The idea is to post three true things you've read recently that are from fiction:
1.
"They were a family of Anglophiles. Pointed in the wrong direction, trapped outside their own history, and unable to retrace their steps because their footprints had been swept away."
– Arundhati Roy, The God of Small Things, p. 52.
2.
"Our dreams have been doctored. We belong nowhere. We sail unanchored on troubled seas. We may never be allowed ashore. Our sorrows will never be sad enough. Our joys never happy enough. Our dreams never big enough. Our lives never important enough. To matter."
– Arundhati Roy, The God of Small Things, p. 53.
3.
Outside the playground, in the open park, with the hill rising up in front of him and the sky beyond it, he felt like walking forwards for a long time with his eyes closed, leaving everyone behind, in order, for a bit, to have no thoughts. For years, before his children were born, he seemed to have forfeited Sundays altogether. Now the poses, the attitude, the addictions and, worst of all, the sense of unlimited time, had been replaced by a kind of exhausting chaos and a struggle, in his mind, to work out what he should be doing, and who he had to be to satisfy others.
– Hanif Kureishi, from his short story 'Hullabaloo in the Tree'.
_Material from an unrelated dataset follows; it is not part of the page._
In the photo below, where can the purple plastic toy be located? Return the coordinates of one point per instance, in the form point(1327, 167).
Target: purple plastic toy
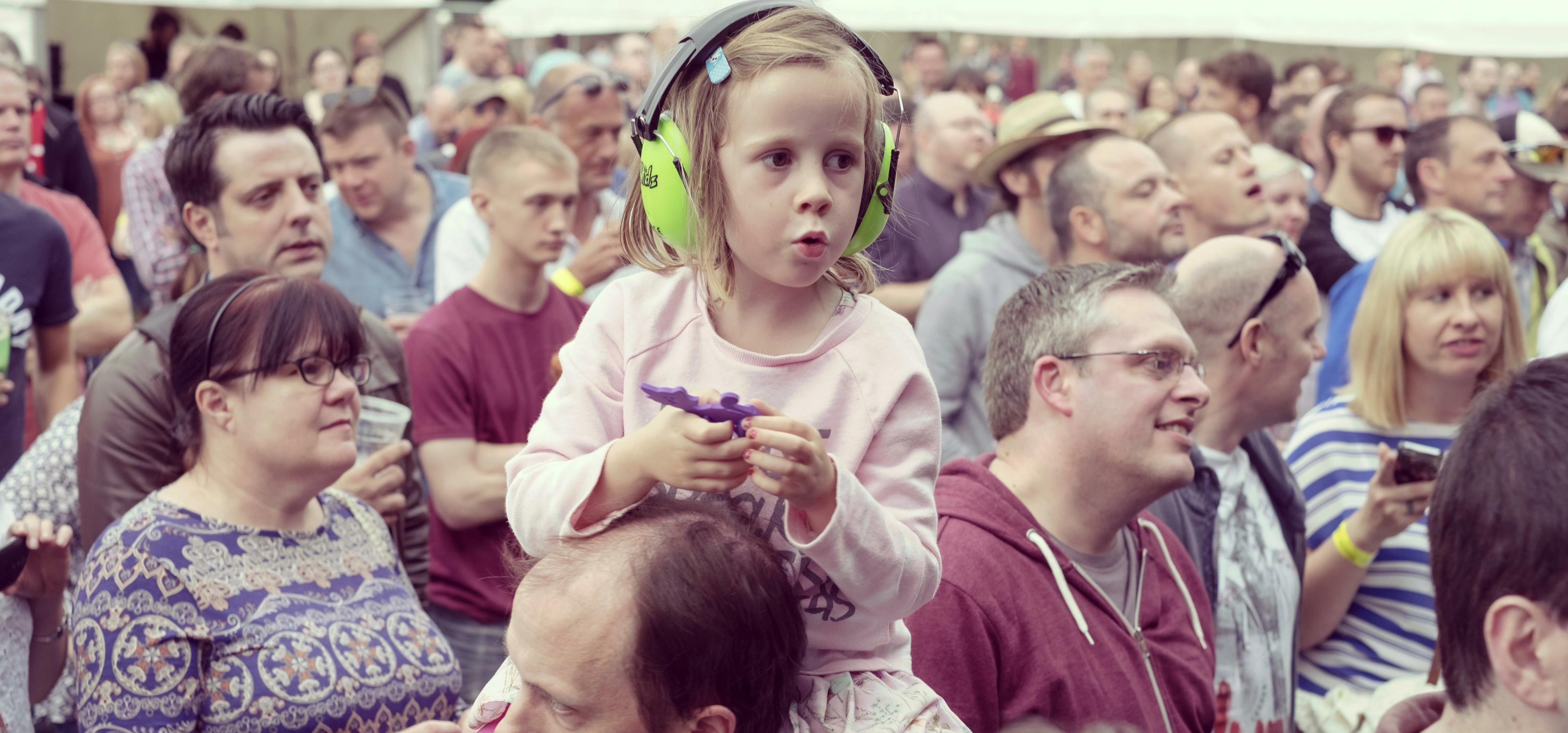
point(728, 409)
As you can tell, I've recently re-read The God of Small Things some 10 years after I first read it. And I have enjoyed more about it now. I downloaded Kureishi's story off his website some time back and found it as I sorted through my desk this morning, and remembered how struck I was by it. So it pipped the Rushdie excerpt I originally thought to include. I've raved about Kureishi's story before. I actually found it hard to limit this meme to three true things, so I'll probably revisit this theme sometime.I'm tagging Matthew Smith from Smithology (because I'm curious what truths he may find in the sci-fi he blogs about) and Mike Lynch from Nannygoat Hill.